The Sudbury Neutrino Observatory, a collaborative effort by six Canadian universities, is situated two kilometres underground at a working nickel mine in Sudbury, Ont. The group was able to borrow $300 million worth of heavy water -- used in the country's Candu nuclear reactors -- for 10 years for just $1 from Atomic Energy Canada Limited, McDonald explained.
That amount of heavy water, McDonald said, allowed their group the ability to discover different "flavours" of neutrinos in the giant detector they built.
"We were able to observe once per hour a neutrino from the sun because we were able to shield out, in this underground location, all of the other radioactive particles coming from outer space and just observe neutrinos," he said.
McDonald said there was a "eureka moment" when they discovered that neutrinos were able to change from one type to another in travelling from the sun to the Earth.
A native of Sydney, N.S., McDonald studied at Dalhousie University in Halifax in the mid-60s and later at the California Institute of Technology. He was made an officer of the Order of Canada in 2006.

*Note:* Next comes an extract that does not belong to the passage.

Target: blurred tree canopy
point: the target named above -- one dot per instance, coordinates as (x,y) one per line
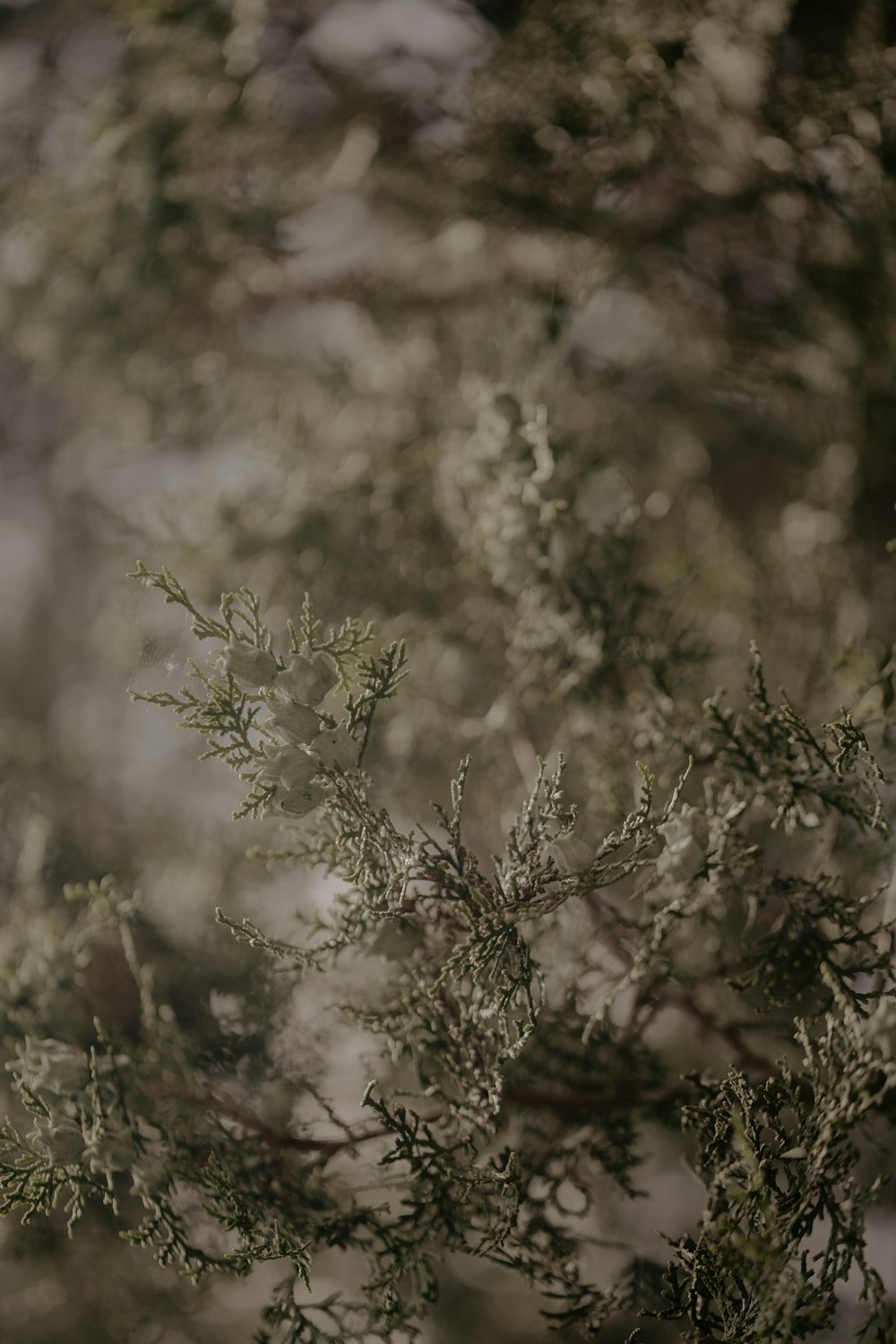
(554,336)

McDonald and Kajita, the director of the Institute for Cosmic Ray Research and professor at the University of Tokyo, will split the prize money, the equivalent of about $1.3 million Cdn.
Kajita seemed flummoxed at a news conference organized by his university. "My mind has gone completely blank," he said after taking the stage. "I don't know what to say."
After getting his composure back, he stressed that many people had contributed to his work, and that there was much work still to do.
"The universe where we live in is still full of unknowns," he said. "A major discovery cannot be achieved in a day or two. It takes a lot of people and a long time. I would like to see young people try to join our pursuit of mystery-solving."
Neutrinos are minuscule particles created in nuclear reactions, such as in the sun and the stars.
For decades the neutrino remained a hypothetical particle until American researchers proved that it was real in 1956.
There are three kinds of neutrinos, and the laureates showed they oscillate from one type to another, dispelling the long-held notion that they were massless. Kajita showed in 1998 that neutrinos captured at the Super-Kamiokande detector in Japan underwent a metamorphosis in the atmosphere, the academy said.
Three years later, in Canada, while working at the Sudbury Neutrino Observatory, McDonald found that neutrinos coming from the sun also switched identities.
"A far-reaching conclusion of the experiments is that the neutrino, for a long time considered to be massless, must have mass," the academy said.
McDonald said that scientists would still like to know the actual masses of the various forms of neutrino. And ongoing experiments are delving into whether there are other types of neutrinos beyond the three clearly observed.
The idea that neutrinos could transform from one type into another was first put forward by the Italian physicist Bruno Pontecorvo in the late 1950s, but scientists' understanding of the process was rather vague until Kajita announced his discovery in 1998, said Antonio Ereditato, director of the Albert Einstein Center for Fundamental Physics at the University of Bern, Switzerland.
"This was a big shock because he proved in a statistically significant manner ... that neutrinos oscillate," said Ereditato. "Then Art McDonald explored another channel using solar neutrinos. It came after Kajita but he also proved neutrino oscillation in another channel. The two deserved this award."
Neutrinos are the second-most abundant particles in the universe after photons, "so any property of neutrinos can have dramatic repercussions on the life of the universe and on its evolution," he said. "This is really one of the milestones in our understanding of nature."